Choć należą do rozchwytywanego segmentu i wykorzystują przeżywające rozkwit napędy hybrydowe, DS 4 i Lexus UX to auta dla chcących wyróżnić się indywidualistów. Które jest lepsze?
Ostatnio kompaktowe crossovery/SUV-y zalewają nasze ulice. Kupujący takie auta nie są jednak skazani na wtopienie się w tłum – w tej licznej grupie są też propozycje dla niezainteresowanych „masówką”. Na przykład testowana dwójka.
Podczas gdy w ubiegłym roku kupiono w Europie blisko 90 tys. sztuk BMW X1, ponad 100 tys. Cupry Formentor i prawie 120 tys. Volvo XC40, tę parę wybrało po ok. 18 tys. nabywców (w pierwszym półroczu tego roku auta z wymienionej trójki znalazły po ok. 55-60 tys. klientów, podczas gdy DS 4 7 tys., a wynik UX-a zbliżył się do 6 tys.).
Ale stwierdzenie, że indywidualny charakter obu aut wynika z rzadkości ich występowania, byłoby niedopowiedzeniem. Obydwa mają bowiem zestaw cech odróżniających je od reszty samochodów.
DS 4 wyróżnia się sylwetką – to nie SUV, a hatchback ze zwiększonym prześwitem. W zestawie z oryginalnymi światłami zdecydowanie przyciąga spojrzenia.

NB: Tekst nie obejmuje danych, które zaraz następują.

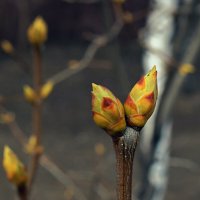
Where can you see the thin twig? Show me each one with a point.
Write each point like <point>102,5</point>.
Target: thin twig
<point>45,161</point>
<point>125,147</point>
<point>98,42</point>
<point>37,114</point>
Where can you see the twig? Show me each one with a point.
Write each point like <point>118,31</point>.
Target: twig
<point>98,42</point>
<point>37,113</point>
<point>45,162</point>
<point>125,147</point>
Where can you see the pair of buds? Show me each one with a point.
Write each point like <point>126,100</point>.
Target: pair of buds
<point>111,115</point>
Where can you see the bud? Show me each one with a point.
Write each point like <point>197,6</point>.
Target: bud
<point>32,146</point>
<point>46,89</point>
<point>29,94</point>
<point>37,31</point>
<point>7,118</point>
<point>7,47</point>
<point>15,170</point>
<point>108,112</point>
<point>141,101</point>
<point>186,69</point>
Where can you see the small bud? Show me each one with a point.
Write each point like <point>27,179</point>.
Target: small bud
<point>29,94</point>
<point>15,170</point>
<point>37,31</point>
<point>46,89</point>
<point>141,101</point>
<point>7,118</point>
<point>7,47</point>
<point>186,69</point>
<point>32,147</point>
<point>108,112</point>
<point>99,149</point>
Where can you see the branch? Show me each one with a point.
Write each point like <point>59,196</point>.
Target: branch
<point>96,43</point>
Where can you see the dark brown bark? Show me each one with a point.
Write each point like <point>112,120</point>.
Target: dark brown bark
<point>125,147</point>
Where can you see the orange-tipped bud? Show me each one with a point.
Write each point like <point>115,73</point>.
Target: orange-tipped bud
<point>141,101</point>
<point>15,170</point>
<point>7,47</point>
<point>108,112</point>
<point>37,31</point>
<point>30,94</point>
<point>46,89</point>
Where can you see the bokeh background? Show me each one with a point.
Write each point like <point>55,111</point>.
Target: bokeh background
<point>81,163</point>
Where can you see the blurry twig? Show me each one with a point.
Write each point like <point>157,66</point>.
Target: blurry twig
<point>45,162</point>
<point>97,43</point>
<point>81,1</point>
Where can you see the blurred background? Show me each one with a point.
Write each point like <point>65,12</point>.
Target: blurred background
<point>110,43</point>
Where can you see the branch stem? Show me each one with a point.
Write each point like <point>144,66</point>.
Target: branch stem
<point>125,147</point>
<point>36,113</point>
<point>22,192</point>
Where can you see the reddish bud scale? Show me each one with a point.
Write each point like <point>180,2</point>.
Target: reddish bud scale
<point>108,112</point>
<point>141,101</point>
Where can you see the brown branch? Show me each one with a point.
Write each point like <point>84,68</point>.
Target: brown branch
<point>45,161</point>
<point>37,113</point>
<point>96,43</point>
<point>125,147</point>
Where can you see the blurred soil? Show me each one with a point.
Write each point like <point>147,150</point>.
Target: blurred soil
<point>69,134</point>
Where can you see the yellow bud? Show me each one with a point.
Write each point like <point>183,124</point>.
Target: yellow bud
<point>37,31</point>
<point>32,147</point>
<point>99,149</point>
<point>29,94</point>
<point>7,47</point>
<point>7,117</point>
<point>108,112</point>
<point>141,101</point>
<point>14,168</point>
<point>186,68</point>
<point>46,89</point>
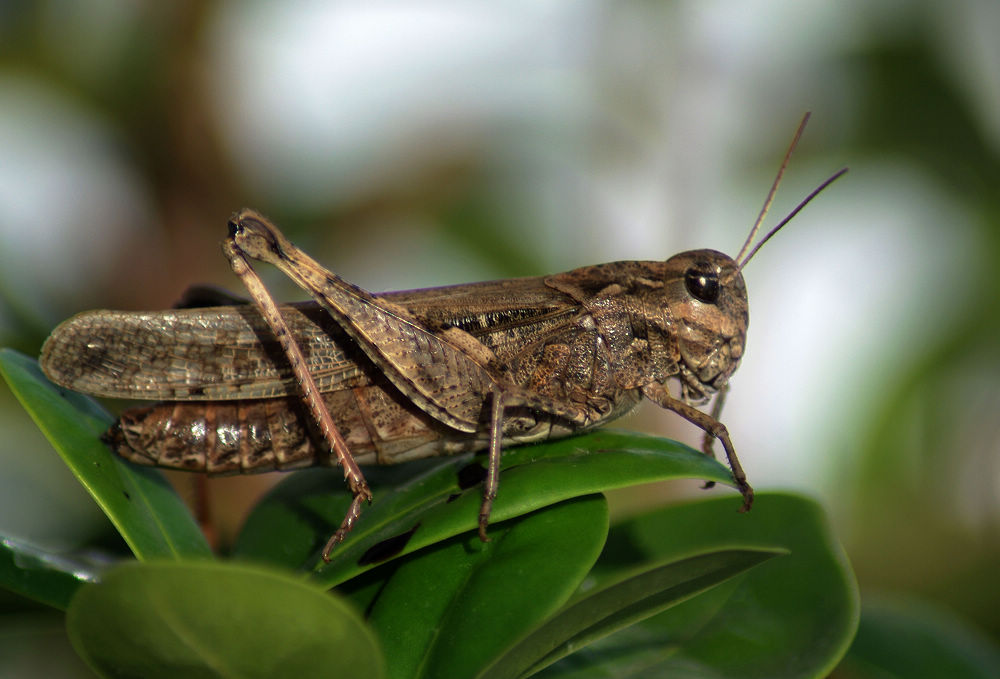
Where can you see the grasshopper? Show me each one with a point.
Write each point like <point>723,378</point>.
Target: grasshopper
<point>359,378</point>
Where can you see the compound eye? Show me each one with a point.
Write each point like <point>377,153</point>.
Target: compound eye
<point>703,284</point>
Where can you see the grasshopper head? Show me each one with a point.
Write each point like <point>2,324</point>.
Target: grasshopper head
<point>253,235</point>
<point>707,305</point>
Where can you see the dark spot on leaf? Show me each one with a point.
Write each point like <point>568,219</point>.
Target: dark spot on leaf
<point>385,550</point>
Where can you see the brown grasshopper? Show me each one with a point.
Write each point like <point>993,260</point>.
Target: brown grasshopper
<point>360,378</point>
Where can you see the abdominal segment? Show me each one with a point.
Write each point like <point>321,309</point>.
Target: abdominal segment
<point>260,435</point>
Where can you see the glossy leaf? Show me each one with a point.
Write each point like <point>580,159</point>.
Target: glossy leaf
<point>44,577</point>
<point>619,604</point>
<point>290,525</point>
<point>208,619</point>
<point>791,617</point>
<point>449,610</point>
<point>146,511</point>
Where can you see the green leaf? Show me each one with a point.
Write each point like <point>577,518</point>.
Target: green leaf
<point>912,639</point>
<point>791,617</point>
<point>617,605</point>
<point>146,511</point>
<point>209,619</point>
<point>449,610</point>
<point>291,524</point>
<point>41,576</point>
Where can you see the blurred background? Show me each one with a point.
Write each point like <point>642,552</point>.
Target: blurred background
<point>431,142</point>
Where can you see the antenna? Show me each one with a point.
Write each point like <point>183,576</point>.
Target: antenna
<point>774,186</point>
<point>815,192</point>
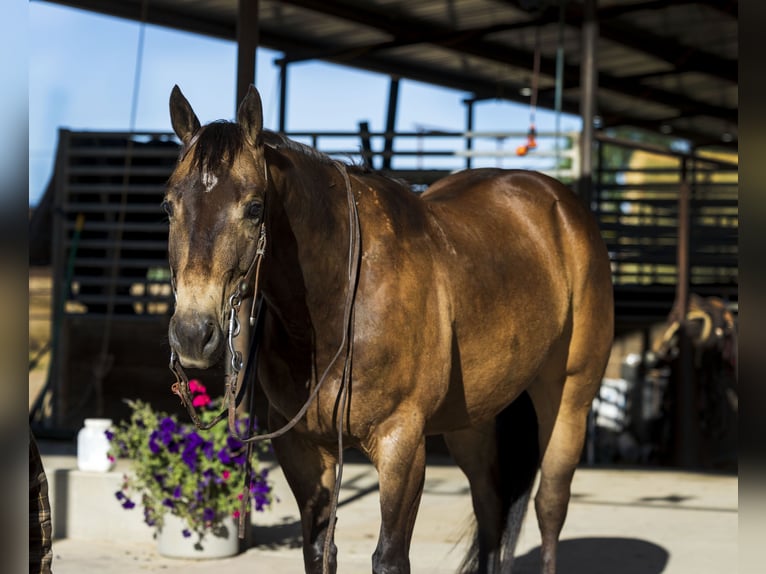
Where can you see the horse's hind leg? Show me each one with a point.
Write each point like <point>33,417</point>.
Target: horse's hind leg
<point>562,408</point>
<point>475,452</point>
<point>500,459</point>
<point>399,454</point>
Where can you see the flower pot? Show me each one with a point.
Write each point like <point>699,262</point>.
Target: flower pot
<point>218,542</point>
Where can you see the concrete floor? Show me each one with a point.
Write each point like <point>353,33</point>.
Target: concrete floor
<point>620,521</point>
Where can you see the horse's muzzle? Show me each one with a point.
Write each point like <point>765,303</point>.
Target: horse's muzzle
<point>197,341</point>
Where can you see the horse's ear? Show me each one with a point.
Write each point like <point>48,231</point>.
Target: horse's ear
<point>182,117</point>
<point>250,116</point>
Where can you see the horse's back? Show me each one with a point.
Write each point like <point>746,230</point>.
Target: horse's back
<point>527,268</point>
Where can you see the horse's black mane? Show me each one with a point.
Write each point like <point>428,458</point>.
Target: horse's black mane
<point>220,141</point>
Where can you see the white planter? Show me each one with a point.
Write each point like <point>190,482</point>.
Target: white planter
<point>93,446</point>
<point>217,543</point>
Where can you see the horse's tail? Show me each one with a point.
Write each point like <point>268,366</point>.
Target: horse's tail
<point>518,460</point>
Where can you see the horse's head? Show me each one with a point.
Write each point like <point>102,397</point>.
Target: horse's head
<point>215,204</point>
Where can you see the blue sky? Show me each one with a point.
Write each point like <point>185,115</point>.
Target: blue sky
<point>82,75</point>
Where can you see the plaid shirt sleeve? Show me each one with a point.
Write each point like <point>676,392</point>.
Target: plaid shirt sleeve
<point>40,552</point>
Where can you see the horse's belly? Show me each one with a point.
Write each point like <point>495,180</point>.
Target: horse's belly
<point>490,372</point>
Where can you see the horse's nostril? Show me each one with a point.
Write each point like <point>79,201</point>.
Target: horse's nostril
<point>210,337</point>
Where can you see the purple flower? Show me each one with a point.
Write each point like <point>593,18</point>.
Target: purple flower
<point>224,456</point>
<point>168,425</point>
<point>153,446</point>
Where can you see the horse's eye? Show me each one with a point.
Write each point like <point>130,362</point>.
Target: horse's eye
<point>253,210</point>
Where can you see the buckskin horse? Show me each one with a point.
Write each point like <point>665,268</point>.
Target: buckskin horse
<point>480,310</point>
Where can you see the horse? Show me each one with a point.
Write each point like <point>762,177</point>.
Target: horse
<point>480,310</point>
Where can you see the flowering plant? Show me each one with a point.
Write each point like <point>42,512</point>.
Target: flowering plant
<point>197,475</point>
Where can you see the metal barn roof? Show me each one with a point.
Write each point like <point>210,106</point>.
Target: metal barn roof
<point>668,66</point>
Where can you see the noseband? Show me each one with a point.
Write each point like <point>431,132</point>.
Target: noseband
<point>234,389</point>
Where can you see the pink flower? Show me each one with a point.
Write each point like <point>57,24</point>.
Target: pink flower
<point>196,387</point>
<point>201,401</point>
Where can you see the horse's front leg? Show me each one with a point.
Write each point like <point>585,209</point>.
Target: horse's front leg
<point>310,472</point>
<point>399,455</point>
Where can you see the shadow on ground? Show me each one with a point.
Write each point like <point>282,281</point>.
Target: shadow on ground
<point>284,535</point>
<point>600,556</point>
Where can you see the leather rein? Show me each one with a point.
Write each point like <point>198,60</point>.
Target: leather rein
<point>235,387</point>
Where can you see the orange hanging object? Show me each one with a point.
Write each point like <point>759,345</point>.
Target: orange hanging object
<point>531,142</point>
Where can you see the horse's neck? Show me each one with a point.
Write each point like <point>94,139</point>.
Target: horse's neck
<point>307,273</point>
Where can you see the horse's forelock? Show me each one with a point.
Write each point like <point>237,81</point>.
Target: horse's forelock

Zwłaszcza z widocznym na zdjęciach efektownym lakierem Night Flight – szaro-fioletowym ze złotymi drobinkami (seryjnym w testowanej, topowej wersji Antoine de Saint Exupery).
W obszerniejszej gamie kolorów UX-a też nie brakuje ciekawych, jak miedziany czy pokrywająca opisywany egzemplarz zieleń Terrane Khaki (5000 zł dopłaty nawet w opisywanym, najwyższym wydaniu Omotenashi). On też otrzymał wyraziste linie i charakterystyczne detale, np. odstające „rogi” tylnych świateł.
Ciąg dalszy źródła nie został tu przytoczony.